Détecter des planètes inconnues, décrypter des protéines, comparer des génomes ou transcrire des papyrus grecs: alliés à l'internet, l'oeil et le cerveau humains peuvent accomplir des exploits qui défient les ordinateurs les plus performants.

Recourir à des amateurs pour faire progresser la science n'est pas une idée nouvelle. Mais pendant longtemps, la science «participative» a joué sur le seul effet de masse, se bornant à demander à des bénévoles de compter les papillons dans leur jardin ou de recenser les oiseaux en forêt.

L'arrivée de l'internet a changé la donne et démultiplié l'impact de la «science citoyenne».

«Les gens ont des capacités de raisonnement dans l'espace bien supérieures à celle des ordinateurs», résume Seth Cooper, l'un des créateurs de Foldit, sorte de Rubik's Cube génétique développé en 2008 visant à trouver comment une molécule se «plie» en trois dimensions pour donner naissance à une protéine.

«En combinant les jeux, la science et l'informatique, on parvient à des avancées qui n'étaient pas envisageables jusqu'alors», ajoute-t-il.

Les adeptes de Foldit ont récemment réussi en trois semaines à décoder la structure d'une enzyme proche de celle du virus du sida, énigme qui tenait en échec les scientifiques depuis plus de dix ans.

En 1999 déjà, Seti@home demande l'aide des internautes pour identifier d'éventuels signaux d'intelligence extraterrestre. Mais il s'agit encore d'une participation «passive»: l'internaute se contente de mettre à disposition son ordinateur qui travaille en réseau.

Il faudra attendre Galaxy Zoo, en juillet 2007, pour exploiter pleinement les capacités de reconnaissance visuelle de l'être humain et les phénoménales possibilités de partage de données de l'internet.

Le projet est destiné à aider les astronomes à classer un million de galaxies à partir des photos prises par un télescope. L'initiative connaît un tel succès que 24 heures après son lancement, le site reçoit déjà 70 000 classifications par heure!
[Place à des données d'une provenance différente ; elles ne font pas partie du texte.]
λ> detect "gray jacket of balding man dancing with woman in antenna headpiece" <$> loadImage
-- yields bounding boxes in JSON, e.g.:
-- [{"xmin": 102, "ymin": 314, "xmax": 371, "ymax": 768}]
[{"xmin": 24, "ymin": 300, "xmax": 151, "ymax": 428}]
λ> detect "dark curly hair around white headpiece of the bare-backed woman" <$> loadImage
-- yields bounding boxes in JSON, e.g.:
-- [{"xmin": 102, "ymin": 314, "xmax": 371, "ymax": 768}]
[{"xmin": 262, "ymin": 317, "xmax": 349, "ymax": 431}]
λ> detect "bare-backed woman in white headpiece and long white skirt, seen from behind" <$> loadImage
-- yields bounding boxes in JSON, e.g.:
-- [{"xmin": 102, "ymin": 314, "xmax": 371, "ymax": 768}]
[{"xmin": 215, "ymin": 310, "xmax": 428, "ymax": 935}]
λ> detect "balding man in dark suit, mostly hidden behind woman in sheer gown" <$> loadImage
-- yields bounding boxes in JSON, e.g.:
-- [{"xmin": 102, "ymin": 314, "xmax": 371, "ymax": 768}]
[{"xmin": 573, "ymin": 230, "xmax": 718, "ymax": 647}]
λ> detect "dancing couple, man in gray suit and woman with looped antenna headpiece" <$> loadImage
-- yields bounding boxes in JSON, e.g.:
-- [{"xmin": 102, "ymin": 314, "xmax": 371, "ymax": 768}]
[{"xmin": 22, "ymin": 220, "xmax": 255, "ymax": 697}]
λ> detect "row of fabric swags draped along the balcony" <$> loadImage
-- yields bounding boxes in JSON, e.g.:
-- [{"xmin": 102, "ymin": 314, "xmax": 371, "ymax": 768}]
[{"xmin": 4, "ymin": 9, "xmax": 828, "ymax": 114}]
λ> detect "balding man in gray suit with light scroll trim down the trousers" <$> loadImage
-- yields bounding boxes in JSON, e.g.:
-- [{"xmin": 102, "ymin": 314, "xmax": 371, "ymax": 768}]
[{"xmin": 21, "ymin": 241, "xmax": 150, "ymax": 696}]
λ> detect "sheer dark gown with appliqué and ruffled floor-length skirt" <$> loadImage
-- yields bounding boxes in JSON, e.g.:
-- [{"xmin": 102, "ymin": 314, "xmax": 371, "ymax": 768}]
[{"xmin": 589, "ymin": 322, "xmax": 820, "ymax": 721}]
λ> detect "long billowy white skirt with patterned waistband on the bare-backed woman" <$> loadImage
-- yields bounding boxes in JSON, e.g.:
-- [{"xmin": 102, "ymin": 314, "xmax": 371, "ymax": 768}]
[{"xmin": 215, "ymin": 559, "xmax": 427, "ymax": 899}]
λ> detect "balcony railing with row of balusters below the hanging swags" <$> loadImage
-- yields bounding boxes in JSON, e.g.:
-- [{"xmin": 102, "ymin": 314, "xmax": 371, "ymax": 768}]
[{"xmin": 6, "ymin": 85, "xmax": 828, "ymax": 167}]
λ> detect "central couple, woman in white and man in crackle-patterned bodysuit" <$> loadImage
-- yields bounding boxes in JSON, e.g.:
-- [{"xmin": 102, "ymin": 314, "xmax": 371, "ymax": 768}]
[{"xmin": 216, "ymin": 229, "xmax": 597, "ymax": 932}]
Une réussite telle qu'elle a inspiré une nébuleuse de projets fondés sur le même principe: «Moon zoo» pour les cratères de la Lune, «Solar stormwatch» pour l'activité solaire, «Icehunters.org» pour traquer la glace dans l'espace...

Des projets centralisés sur le site Zooniverse.org -plus de 470 000 membres- qui débordent maintenant le cadre de l'astronomie.

Sur «Ancient lives», l'internaute transcrit des fragments de papyrus égyptiens rédigés en grec ancien tandis qu'avec «Old Weather», il aide les climatologues à affiner leurs modèles en recopiant les relevés météo effectués par les marins de la Navy britannique au début du siècle dernier.

«Si je transcris le livre de bord d'un navire, je peux facilement me tromper. Mais si vous aussi vous le transcrivez, de même que trois ou quatre autres personnes, alors, à nous tous, nous obtiendrons probablement le bon résultat», explique Arfon Smith, informaticien de l'université d'Oxford associé au projet.

Un travail de copiste qui joue sur le nombre de participants, mais aussi sur le fait que l'oeil humain bat à plates coutures le meilleur des logiciels de reconnaissance optique.

D'autres projets ont prolongé cette démarche en lui ajoutant une dimension ludique.

Phylo, un jeu qui rappelle le classique Tetris, a ainsi transcrit sous forme de carrés de couleurs les nucléotides qui composent l'ADN. À charge pour le joueur de les regrouper de façon à laisser le moins d'interstices possibles, en tentant de battre le score de l'ordinateur.

Quel intérêt pour la science? L'air de rien, le joueur qui arrive à résoudre ces puzzles aide les biologistes à comparer l'évolution du génome de différentes espèces et à remonter à la source de certaines maladies.

«En prenant des données qui ont déjà été traitées par un algorithme, nous permettons à l'utilisateur de réussir là où l'ordinateur a buté», assurent ses concepteurs.